Creates statutory rules for value‑based purchasing in Medicaid — including multiple best‑price points, AMP/ASP reporting changes, an AKS exception, and guidance for inpatient drugs — all with short statutory deadlines.

The Brief

The MVP Act amends title XIX of the Social Security Act to make value‑based purchasing (VBP) arrangements an explicit part of Medicaid drug pricing law.
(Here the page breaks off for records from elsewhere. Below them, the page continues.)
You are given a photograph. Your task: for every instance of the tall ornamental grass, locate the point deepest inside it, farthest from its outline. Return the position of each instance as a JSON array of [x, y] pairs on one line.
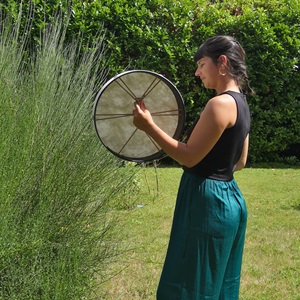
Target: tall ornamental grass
[[56, 178]]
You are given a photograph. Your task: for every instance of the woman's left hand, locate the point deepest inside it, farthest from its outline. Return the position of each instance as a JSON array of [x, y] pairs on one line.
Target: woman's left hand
[[142, 118]]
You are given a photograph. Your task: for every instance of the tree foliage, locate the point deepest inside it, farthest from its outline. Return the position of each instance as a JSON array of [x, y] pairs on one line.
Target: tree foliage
[[162, 36]]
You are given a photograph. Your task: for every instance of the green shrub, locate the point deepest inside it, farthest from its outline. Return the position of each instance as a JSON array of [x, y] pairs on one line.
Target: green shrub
[[56, 179], [162, 36]]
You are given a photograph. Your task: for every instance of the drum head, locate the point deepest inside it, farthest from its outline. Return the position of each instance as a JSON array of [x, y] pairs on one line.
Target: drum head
[[113, 117]]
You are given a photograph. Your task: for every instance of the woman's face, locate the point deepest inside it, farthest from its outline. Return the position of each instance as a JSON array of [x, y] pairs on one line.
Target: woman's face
[[208, 72]]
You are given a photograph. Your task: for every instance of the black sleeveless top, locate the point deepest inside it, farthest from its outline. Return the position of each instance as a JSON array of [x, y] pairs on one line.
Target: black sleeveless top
[[219, 163]]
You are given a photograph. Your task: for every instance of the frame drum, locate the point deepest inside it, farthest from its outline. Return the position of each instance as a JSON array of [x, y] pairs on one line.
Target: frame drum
[[113, 117]]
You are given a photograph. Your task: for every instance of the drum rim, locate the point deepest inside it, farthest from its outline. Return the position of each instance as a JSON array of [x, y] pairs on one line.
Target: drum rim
[[181, 118]]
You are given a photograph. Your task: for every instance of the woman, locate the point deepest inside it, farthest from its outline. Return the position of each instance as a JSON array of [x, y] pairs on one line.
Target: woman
[[204, 256]]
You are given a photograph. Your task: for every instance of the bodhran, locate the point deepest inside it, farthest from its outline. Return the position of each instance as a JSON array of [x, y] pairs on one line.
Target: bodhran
[[113, 114]]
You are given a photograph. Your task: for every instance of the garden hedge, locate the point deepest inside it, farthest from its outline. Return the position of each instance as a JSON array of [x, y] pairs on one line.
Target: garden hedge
[[162, 36]]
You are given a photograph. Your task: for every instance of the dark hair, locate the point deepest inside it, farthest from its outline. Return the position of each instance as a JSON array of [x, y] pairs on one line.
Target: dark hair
[[227, 45]]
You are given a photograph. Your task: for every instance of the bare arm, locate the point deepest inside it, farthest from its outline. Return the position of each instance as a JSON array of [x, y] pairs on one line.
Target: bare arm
[[215, 118], [243, 159]]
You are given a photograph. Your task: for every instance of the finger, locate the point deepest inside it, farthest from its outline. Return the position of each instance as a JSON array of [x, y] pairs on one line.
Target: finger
[[143, 106], [137, 107]]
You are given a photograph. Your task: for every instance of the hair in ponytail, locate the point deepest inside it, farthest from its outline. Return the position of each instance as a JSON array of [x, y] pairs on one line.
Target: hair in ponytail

The bill allows manufacturers to report multiple best‑price points for the same dosage/strength when the manufacturer offers the VBP to all States; it changes how average manufacturer price (AMP) and Medicare average sales price (ASP) treat outcome‑based refunds, reimbursements, withholds, and installment payment structures tied to VBP contracts; and it creates an explicit Antikickback Statute safe harbor for manufacturer or third‑party payments to States tied to VBP outcomes.

The statute imposes tight implementation timelines (multiple 180‑day rulemaking or guidance deadlines for HHS and the HHS Office of Inspector General) and directs the Government Accountability Office to study the effects of VBP arrangements — including on access to high‑cost transformative therapies, Medicaid expenditures, and related programs (340B, Medicaid rebates, and Medicare Part B). For compliance officers and manufacturers, the bill changes how outcome‑contingent remuneration is reported and excluded from key pricing metrics, while giving States tools (and new administration tasks) to negotiate and coordinate VBP agreements — including cross‑State fund transfers for inpatient drugs.

At a Glance

What It Does

The bill amends Medicaid rebate and pricing law to (1) permit manufacturers to establish multiple best‑price points for a single drug under a VBP if the arrangement is offered to all States; (2) exclude certain outcome‑triggered refunds/withholds from AMP calculations and from Medicare ASP in related situations; and (3) add an AKS exception for remuneration to States tied to VBP outcomes. It also requires HHS guidance for inpatient drug VBPs and a GAO study.

Who It Affects

State Medicaid agencies (negotiating and administering VBPs), drug manufacturers (reporting, rebate exposure and contract design), hospitals and inpatient providers (new guidance for drugs provided in inpatient settings), and federal administrators (CMS, OIG) and auditors (GAO) charged with rulemaking and oversight.

Why It Matters

This bill lowers legal and reporting barriers that have discouraged VBP adoption by clarifying how outcome‑based payments interact with AMP, best‑price, and ASP rules and by creating an explicit AKS exception. That changes incentives for bringing outcome‑contingent pricing to Medicaid, with direct implications for access to expensive therapies and for Medicaid and federal program spending.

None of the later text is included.